How do we know when someone is acting based purely on selfish reasons? Here are some qualities you need to look out for:

1. They are self-centered

Selfish individuals tend to be focused on their own needs and desires, rather than those of others. They are often preoccupied with themselves and their own interests.

Those who are selfish tend to make everything about them to the point that they can make the people around them feel unseen. Being in a conversation with them, for example, can be frustrating as they can’t seem to talk about anything but themselves.

2. They feel entitled

Selfish people often feel entitled because they have a strong sense of self-importance. Perhaps, they were raised to feel special or they have achieved a level of success that has made them feel superior.

It can be upsetting when we deal with someone who’s entitled.

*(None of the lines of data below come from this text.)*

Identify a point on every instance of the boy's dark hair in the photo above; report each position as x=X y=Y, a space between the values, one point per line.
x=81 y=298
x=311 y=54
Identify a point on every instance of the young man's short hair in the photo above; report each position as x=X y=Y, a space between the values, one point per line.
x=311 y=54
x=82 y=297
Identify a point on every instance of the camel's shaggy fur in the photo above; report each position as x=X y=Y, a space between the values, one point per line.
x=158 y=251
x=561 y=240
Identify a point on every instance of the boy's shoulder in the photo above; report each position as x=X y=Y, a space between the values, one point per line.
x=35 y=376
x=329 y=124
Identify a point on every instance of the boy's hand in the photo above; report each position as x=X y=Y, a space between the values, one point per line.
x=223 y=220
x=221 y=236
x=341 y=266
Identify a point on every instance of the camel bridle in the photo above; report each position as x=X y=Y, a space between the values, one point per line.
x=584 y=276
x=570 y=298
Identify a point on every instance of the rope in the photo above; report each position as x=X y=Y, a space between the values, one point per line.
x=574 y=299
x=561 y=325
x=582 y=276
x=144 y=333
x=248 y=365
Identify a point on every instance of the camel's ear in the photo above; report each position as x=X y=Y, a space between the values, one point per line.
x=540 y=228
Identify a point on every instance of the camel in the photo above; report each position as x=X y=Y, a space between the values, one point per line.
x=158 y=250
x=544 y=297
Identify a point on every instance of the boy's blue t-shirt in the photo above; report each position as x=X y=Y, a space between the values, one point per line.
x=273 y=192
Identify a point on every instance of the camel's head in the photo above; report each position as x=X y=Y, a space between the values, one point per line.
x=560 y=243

They may take credit for the work that we do or make us feel like we’re not worthy. When you encounter someone who’s entitled, remind yourself that their “superiority” doesn’t mean that you’re lacking or less deserving in any way!

3. They only look out for themselves

When things go awry, selfish people will only look out for themselves. They may even throw others under the bus just to save themselves from the trouble that they have probably caused.

In some situations, selfish individuals may offer to help – but only if it would benefit them. You should be cautious as this type of person rarely has the most genuine intentions.

4. They are greedy

Selfishness can manifest through one’s unwillingness to share what they have with others. Furthermore, they can also become obsessed with accumulating more and more, often beyond what they need.

Being selfish and greedy are traits that we need to watch out for, as this type of person can leave us with nothing if we’re not careful enough.

5. They can be inconsiderate

Selfish people tend to take others for granted and become insensitive to how they feel. Because they are too set in their own ways, they may not even think about how their behavior can affect others.

While prioritizing ourselves isn’t a bad thing, it’s also important to be considerate of others, especially those who are close to us. We have to be mindful of how others feel and what they need from us in order to foster better relationships.

6. They lack empathy

We’ve all heard of the term, “putting oneself in another’s shoes.” Selfish people, however, seem to have the inability to practice this. They lack empathy and have difficulty understanding someone else’s situation.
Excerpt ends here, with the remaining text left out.